Things get a lot less clear to me when I'm trying to talk about it as an order. How would I say that an agent has an order over the alternatives that would allow some ties? And how would I say an agent has an order over the alternatives that would not allow ties? Is it just the intuitive weak total order and strict total order, over alternatives where the weak and strict carry the same meaning as for preference relations and total is a synonym for complete?

You are right, total is a synonym for complete, it simply means that two elements can always be compared.

Regarding your other point, I don't think that your definitions of strict order and weak order are common but they make perfect sense. Notice, however, that they differ from some definitions used by mathematicians and therefore you have to specify what you are talking about to avoid possible confusions (you can check for instance "strict weak ordering").

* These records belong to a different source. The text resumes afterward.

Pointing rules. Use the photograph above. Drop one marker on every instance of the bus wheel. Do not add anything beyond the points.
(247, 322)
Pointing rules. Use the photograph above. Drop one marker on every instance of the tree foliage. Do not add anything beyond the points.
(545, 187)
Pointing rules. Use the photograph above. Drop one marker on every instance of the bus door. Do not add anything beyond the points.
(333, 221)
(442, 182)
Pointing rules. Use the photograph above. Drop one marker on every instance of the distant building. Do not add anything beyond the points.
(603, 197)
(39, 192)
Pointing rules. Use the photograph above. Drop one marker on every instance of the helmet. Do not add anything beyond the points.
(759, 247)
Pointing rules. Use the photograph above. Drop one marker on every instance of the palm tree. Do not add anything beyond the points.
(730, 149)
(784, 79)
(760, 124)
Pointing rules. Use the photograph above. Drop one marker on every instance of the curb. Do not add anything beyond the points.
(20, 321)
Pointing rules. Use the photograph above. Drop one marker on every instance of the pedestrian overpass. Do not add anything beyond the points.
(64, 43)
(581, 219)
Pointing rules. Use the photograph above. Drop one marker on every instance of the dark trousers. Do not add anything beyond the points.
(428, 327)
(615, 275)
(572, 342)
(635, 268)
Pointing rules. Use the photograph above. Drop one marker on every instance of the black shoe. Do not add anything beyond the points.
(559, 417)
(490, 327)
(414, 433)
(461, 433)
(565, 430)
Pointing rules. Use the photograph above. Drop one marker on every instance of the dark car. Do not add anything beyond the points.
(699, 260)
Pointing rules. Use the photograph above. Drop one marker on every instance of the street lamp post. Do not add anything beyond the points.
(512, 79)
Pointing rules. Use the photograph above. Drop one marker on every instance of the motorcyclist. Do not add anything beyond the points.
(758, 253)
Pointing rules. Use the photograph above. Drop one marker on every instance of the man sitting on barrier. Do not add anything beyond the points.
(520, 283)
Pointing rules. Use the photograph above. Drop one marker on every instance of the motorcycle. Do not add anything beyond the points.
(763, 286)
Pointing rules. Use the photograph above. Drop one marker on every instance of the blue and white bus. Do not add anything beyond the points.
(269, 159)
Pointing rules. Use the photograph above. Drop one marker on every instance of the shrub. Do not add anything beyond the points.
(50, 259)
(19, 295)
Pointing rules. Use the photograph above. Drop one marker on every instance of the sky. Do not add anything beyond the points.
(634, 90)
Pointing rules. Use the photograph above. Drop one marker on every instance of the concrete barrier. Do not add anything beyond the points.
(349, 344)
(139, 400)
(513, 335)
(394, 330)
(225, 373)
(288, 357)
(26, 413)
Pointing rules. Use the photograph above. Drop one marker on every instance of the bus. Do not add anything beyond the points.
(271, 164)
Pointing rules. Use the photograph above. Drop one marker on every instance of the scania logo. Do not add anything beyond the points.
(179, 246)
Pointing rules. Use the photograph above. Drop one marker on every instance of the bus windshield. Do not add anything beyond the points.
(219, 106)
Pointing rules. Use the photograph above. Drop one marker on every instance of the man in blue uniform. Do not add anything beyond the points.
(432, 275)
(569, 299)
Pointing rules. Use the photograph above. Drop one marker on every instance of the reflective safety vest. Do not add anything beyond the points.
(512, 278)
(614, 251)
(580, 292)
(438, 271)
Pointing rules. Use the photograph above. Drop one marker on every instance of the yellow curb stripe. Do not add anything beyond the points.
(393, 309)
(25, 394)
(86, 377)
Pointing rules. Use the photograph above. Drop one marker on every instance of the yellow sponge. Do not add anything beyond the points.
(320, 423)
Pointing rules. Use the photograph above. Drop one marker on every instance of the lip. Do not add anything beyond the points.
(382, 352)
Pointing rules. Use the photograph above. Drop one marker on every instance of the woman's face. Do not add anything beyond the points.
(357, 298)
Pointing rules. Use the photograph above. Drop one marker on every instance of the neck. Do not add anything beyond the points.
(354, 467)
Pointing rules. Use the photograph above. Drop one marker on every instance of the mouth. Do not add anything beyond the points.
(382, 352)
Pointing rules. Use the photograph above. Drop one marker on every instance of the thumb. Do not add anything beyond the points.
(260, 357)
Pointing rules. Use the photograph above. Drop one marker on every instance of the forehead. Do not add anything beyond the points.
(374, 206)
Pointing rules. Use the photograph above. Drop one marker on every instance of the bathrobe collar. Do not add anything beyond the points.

• Thanks. Indeed, reading about strict weak orderings has given me a real headache. Let me restate my question: If I want to talk about orders in a way that makes sense to economists and is formally correct to mathematicians, how best would I refer to the two alternatives I'm considering? – Shane Nov 24 '15 at 21:20
• @Shane I don't see a best option than simply "total order" and "total order without indifference". I am not aware of a better convention, and I think each author uses his/her own definition and explanation for it. – Oliv Nov 24 '15 at 21:37
• Ahh, I see... That's a good bad answer. Good in that it answers my question. Bad in that it is rather unsatisfying! I'll leave it open for a little while to see if anybody else wants to chime in, but thank you for your advice. – Shane Nov 24 '15 at 21:39
• My pleasure! Please leave it open, if someone comes with a better answer I would be happy to know it as well. – Oliv Nov 24 '15 at 21:41

I don't think there's really a name for the type of ordering on preferences, and preferences are between vectors, which aren't necessarily ordered. It looks like because you have a finite number of alternatives though, you can easily have utility function representation, where

$U$ represents $\succcurlyeq$ on the set of alternatives $X$ if $\ \forall x,y \in X, x \succcurlyeq y \implies U(x) \geq U(y)$

Even though $U$ would be discontinuous in this case, you could probably call the domain of $U$ totally ordered (since $U \in \mathbb{R}$), and that should be sufficient in characterizing the preferences as well. We can't necessarily describe it as monotone, since we don't know the size of $\{A, B, C\}$, or what each element in the vectors are.